Is RAID-6 made of wood?
Posted in Storage Interconnects & RAID, Advisor - Tom Treadway by Tom TreadwayAfter my last post, Real-life RAID reliability, you were probably wondering whether the story line could get more interesting. The naked campfire sing-along at SNW paled in comparison to the ribald explanation of how to use MTBF and BER to calculate MTTDL. Whew! That’s just darn good reading.
But it gets better! Yesterday, during our lunch basketball game in the back parking lot, someone asked me, “Tom, your treatment of the drive reliability subject was remarkable, but I came away feeling ungratified, with a yearning in my groins. Perchance, could you explain how bad would SATA have been without the benefit of RAID-6?”.
Sure, Ethan. This one’s for you.
So I just finished explaining how a 12-drive SATA RAID-6 has 171X the reliability of a 12-drive SAS RAID-5.
-
MTTDL total
SAS RAID-5 = 506 years
SATA RAID-6 = 86,695 years
But what if the SATA array was a 12-drive RAID-5? How far would reliability drop? Pretty far, it turns out.
-
MTTDL total
SAS RAID-5 = 506 years
SATA RAID-5 = 38 years
It dropped by a factor of over 2000!! Now it’s clear that the reliability of SAS is actually 13X that of SATA. RAID-6 can take even the worst of drives and make them reliable.
Stay tuned for my next installment, where I explore the ramifications of using witchcraft in arrays by seeing if a SATA RAID-6 array weighs more than a duck. (Remember, only very small rocks float.)
Yep, darn good reading.
TT
November 3rd, 2005 at 11:32 am
This is all very well and good, but won’t things like ILM change the landscape here????? Because I don’t really expect my data to sit on a single storage subsystem for ever. When the big beautiful ILM picture gets painted, aren’t I just going to continually move stuff around between tiers of storage with ever decreasing prices?????
Because you’re talking big numbers in any case. Even 38 years is a big number relative to the time that I expect any of my data to sit on a particular storage subsystem. In the next 38 years someone, somewhere is going to come up with a new storage methodology and I’ll be migrating by data to that.
Obviously 506 and 86,000 are bigger numbers….. but you’re right. Small rocks float.

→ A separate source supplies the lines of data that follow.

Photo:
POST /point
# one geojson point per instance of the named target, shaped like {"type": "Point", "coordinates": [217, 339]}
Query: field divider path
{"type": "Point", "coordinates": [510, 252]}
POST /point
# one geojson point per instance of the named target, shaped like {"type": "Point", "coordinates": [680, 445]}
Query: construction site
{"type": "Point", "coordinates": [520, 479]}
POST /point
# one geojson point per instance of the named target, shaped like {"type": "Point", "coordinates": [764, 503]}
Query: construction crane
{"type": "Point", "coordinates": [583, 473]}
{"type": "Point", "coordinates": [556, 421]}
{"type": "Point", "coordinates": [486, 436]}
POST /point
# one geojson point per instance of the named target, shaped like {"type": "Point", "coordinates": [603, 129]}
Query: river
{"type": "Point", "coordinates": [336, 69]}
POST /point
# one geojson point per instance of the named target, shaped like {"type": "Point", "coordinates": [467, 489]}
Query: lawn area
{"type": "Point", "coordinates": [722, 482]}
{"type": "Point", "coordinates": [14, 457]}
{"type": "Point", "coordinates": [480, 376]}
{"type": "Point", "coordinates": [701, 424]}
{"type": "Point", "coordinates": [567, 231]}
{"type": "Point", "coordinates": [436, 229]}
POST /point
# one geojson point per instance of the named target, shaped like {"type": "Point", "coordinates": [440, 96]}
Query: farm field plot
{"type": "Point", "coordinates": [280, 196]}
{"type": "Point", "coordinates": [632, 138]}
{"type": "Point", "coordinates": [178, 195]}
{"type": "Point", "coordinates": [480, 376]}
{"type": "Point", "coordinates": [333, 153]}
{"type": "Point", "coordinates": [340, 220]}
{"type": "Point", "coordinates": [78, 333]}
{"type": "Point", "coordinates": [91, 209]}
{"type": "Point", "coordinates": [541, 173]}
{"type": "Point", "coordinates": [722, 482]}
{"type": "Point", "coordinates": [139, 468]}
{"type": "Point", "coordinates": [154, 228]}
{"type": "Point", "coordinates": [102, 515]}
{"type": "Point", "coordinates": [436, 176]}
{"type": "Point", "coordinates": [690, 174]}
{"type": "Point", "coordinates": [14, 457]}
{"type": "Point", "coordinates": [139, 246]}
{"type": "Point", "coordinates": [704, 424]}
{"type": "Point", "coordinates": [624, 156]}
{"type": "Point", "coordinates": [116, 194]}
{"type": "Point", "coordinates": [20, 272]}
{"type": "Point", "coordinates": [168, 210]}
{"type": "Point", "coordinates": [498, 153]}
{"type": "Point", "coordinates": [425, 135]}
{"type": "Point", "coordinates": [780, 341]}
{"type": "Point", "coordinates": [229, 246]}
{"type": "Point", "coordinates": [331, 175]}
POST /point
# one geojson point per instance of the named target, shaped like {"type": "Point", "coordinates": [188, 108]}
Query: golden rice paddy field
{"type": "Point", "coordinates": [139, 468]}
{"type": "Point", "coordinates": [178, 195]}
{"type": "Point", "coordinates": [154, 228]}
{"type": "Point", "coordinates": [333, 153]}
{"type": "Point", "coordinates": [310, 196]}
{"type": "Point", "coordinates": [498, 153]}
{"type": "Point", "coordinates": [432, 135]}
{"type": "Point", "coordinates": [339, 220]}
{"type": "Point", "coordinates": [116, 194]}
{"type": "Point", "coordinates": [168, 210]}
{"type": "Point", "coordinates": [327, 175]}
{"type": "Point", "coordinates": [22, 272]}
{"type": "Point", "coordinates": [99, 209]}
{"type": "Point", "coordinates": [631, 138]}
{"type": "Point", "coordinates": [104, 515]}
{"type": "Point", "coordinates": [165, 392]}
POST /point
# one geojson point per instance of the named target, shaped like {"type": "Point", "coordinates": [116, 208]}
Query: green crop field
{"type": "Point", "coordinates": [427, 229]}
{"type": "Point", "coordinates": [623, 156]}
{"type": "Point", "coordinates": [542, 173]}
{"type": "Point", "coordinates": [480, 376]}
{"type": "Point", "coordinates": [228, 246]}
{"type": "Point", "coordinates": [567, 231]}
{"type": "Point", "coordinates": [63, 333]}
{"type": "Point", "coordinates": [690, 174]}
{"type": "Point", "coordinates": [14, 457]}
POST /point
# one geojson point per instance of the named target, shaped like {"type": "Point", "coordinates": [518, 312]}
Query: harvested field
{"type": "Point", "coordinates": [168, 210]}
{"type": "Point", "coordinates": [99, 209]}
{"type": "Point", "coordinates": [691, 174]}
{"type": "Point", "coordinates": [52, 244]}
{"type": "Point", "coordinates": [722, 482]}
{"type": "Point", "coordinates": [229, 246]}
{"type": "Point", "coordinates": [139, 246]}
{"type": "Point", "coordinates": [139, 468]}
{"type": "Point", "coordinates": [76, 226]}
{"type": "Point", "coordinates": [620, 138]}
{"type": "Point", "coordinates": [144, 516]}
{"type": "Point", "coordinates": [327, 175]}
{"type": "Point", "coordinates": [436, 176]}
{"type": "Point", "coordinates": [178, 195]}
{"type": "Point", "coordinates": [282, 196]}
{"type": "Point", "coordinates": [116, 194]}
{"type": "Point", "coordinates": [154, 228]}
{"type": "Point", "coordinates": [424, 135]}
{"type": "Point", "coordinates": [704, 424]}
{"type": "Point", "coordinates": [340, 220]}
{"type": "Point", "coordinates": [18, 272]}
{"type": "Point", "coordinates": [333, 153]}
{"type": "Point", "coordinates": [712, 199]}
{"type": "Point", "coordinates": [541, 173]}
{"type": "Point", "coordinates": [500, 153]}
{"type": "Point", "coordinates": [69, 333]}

But even smaller rocks float, and really tiny rocks float too.
So if all you’re looking for is a rock that floats well enough to get you over to the shore, well……. isn’t the RAID-5 good enough when you connect it to the anticipated revolution in management software?
November 3rd, 2005 at 12:02 pm
Yep, you’re right, J. You’re going to have to determine the MTTDL of all the locations where data may reside.
Regarding the 38+ years, sure that’s a long time. And with one storage subsystem you would stand a very, very small chance of losing data. But obviously a big company with lots of sites stands a higher chance. It’s all just risk mitigation. And I’d agree that disk failure may not be your #1 concern. I’d put my money on power supplies and hurricanes. I just like to talk about RAID.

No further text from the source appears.